Baca artikel IDN Times lainnya di IDN App
For
You

Politisasi Bansos dan Efek Domino Penundaan Pilkada Serentak 2020

[Ilustrasi] Anggota Pertuni saat Pemilu Presiden 2019 lalu (IDN Times/Prayugo Utomo)

Jakarta, IDN Times - Pemerintah dan DPR resmi menunda pelaksanaan Pemilihan Kepada Daerah (Pilkada) Serentak tahun 2020. Pemungutan suara yang rencananya dilaksanakan 23 September itu, mundur menjadi 9 Desember akibat pandemik virus corona atau COVID-19 di Tanah AIr yang semakin masif.

Keputusan diambil saat rapat kerja Komisi II DPR dengan Komisi Pemilihan Umum (KPU), Badan Pengawas Pemilu (Bawaslu), Menteri Dalam Negeri (Mendagri) Tito Karnavian, dan Dewan Kehormatan Penyelenggara Pemilu (DKPP) dalam siaran virtual, Selasa (14/4).

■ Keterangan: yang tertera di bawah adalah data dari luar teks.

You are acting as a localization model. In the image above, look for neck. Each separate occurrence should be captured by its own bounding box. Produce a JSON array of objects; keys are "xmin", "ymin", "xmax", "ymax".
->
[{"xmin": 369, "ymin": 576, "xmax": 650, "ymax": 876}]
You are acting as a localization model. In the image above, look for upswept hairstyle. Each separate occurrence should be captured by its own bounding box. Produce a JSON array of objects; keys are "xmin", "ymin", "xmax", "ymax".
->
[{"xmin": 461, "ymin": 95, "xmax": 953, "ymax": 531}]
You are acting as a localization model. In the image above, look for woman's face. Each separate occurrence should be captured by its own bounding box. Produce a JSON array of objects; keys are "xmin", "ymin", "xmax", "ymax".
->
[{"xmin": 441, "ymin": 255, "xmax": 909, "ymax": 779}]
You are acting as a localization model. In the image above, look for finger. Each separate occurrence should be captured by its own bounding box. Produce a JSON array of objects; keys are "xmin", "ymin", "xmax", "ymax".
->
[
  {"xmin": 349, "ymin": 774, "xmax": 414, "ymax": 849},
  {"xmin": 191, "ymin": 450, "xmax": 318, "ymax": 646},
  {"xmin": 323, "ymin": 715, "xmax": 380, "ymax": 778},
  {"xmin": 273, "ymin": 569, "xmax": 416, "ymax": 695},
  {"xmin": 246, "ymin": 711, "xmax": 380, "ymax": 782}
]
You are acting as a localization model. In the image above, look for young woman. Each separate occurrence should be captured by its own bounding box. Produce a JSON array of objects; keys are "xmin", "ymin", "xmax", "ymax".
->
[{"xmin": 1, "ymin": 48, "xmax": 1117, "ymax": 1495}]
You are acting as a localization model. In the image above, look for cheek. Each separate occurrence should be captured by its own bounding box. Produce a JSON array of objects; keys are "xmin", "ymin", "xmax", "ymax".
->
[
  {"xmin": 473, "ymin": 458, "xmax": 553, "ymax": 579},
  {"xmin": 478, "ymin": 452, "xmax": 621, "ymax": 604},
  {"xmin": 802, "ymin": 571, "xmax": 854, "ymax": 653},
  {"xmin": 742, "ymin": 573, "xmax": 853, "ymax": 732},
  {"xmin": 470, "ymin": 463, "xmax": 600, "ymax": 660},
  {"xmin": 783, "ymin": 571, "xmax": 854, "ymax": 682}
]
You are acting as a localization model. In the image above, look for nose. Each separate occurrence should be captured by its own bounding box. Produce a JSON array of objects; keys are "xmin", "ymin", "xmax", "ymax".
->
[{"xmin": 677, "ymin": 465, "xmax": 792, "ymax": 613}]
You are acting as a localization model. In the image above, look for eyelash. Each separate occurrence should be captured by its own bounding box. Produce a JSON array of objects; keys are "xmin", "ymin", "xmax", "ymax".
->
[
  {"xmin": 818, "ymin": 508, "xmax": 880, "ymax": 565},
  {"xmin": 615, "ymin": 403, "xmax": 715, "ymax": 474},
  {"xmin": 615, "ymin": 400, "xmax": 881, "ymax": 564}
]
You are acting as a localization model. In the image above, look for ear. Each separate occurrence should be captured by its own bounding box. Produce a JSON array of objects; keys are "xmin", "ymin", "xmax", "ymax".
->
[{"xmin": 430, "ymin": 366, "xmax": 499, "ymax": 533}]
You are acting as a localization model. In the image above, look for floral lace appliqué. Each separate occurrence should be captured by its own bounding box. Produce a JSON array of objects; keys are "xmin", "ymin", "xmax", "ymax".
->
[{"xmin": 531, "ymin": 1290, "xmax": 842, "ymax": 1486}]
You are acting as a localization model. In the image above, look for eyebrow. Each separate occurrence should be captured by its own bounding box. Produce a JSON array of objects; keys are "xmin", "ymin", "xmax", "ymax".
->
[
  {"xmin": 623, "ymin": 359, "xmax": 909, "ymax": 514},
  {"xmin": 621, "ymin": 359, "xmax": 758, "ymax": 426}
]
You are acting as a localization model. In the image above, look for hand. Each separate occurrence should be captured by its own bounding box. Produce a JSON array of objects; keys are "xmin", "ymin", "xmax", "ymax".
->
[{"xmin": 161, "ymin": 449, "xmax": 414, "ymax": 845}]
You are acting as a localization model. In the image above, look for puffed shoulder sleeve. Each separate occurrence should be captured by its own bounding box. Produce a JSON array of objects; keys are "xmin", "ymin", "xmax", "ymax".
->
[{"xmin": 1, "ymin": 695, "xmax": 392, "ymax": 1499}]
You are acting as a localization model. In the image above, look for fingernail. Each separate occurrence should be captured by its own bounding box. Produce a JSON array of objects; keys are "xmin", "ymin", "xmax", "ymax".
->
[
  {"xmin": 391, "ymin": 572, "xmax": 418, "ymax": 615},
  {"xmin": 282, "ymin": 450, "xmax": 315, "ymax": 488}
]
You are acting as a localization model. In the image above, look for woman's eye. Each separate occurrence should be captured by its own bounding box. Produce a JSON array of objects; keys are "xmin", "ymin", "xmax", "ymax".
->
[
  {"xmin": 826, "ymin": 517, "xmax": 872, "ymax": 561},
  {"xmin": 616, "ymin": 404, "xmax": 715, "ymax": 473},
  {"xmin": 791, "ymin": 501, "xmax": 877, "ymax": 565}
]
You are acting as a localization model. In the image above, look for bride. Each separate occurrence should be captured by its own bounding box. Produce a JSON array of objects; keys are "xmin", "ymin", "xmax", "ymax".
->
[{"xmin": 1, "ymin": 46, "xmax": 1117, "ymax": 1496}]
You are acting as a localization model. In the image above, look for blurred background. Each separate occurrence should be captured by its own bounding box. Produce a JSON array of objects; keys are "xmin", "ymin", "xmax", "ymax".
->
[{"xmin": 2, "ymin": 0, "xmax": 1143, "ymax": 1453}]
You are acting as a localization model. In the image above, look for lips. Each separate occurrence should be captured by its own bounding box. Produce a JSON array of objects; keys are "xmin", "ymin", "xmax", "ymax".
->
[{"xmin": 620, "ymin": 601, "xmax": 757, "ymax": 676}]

"Komisi II DPR RI menyetujui usulan pemerintah terhadap penundaan pelaksanaan pemungutan suara Pilkada Serentak 2020, menjadi 9 Desember 2020," ujar Ketua Komisi II DPR, Ahmad Doli Kurnia.

Penundaan pilkada serentak itu kemudian memunculkan berbagai masalah baru di tengah masyarakat, salah satunya politisasi bantuan sosial (bansos) yang dilakukan oleh calon kepala daerah, khususnya para petahana.

1. Bawaslu mencatat ada 23 kabupaten/kota di 11 provinsi yang melakukan politisasi bansos

Ilustrasi Bantuan Sosial. ANTARA FOTO/Hafidz Mubarak A

Anggota Bawaslu Ratna Dewi Pettalolo menyatakan, sesuai hasil pengawasan yang dilakukan oleh jajaran Bawaslu provinsi maupun Bawaslu kabupaten/kota, terdapat pembagian bansos saat pandemik COVID-19 di 23 kabupaten/kota pada 11 provinsi, yang diduga dipolitisasi calon petahana. Salah satu yang menyeruak yaitu penempelan gambar atau foto kepala daerah dalam bingkisan bansos tersebut.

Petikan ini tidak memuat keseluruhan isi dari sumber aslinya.